“Well, at least you’ve gotten into the early years, I see, if you’re on livery stables and saddlemakers,” Greta commented.

“You’d think that it would be easier,” Maggie murmured. “I mean, if you wanted to find out what year the Ziegfeld Theater was licensed, for instance, would you have to go through all that?”

“Oh, no,” Peggy answered. “They have an alphabetical index by name, and you could go right to it. But we don’t know the names of the places we’re looking for, and that’s what makes it so difficult.”

“Even so ... what if the police needed to know, for example, and they had to know really fast? Suppose they wanted the names of all the theaters? Would they have to do what you’re doing?” Maggie asked.

“No,” Peggy answered, “and that’s one of the things that makes this so frustrating. The Police Department has all its own files, and the clerk who’s been helping us says that we could find out what we want to know from them in no time at all.”

“Then why...?” Greta began.

“Police files are for the use of the Police Department for police business,” Peggy interrupted. “We’ve been told that very emphatically.”

“And there aren’t any exceptions,” Amy added, “so poor Peggy and I have had to make our own police files.”

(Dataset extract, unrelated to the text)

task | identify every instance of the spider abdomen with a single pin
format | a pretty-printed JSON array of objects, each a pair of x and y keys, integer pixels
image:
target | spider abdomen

“And what’s worse,” Peggy went on gloomily, “is the hours we’ve had to work at it. The bureau closes at four-thirty sharp, and isn’t open on Saturday, and we’re busy with school all day long. Amy and I don’t finish with our last class until three o’clock, and then we make a mad dash downtown. That gives us about an hour a day to go through the books.”

“How close are you to finishing?” Greta asked.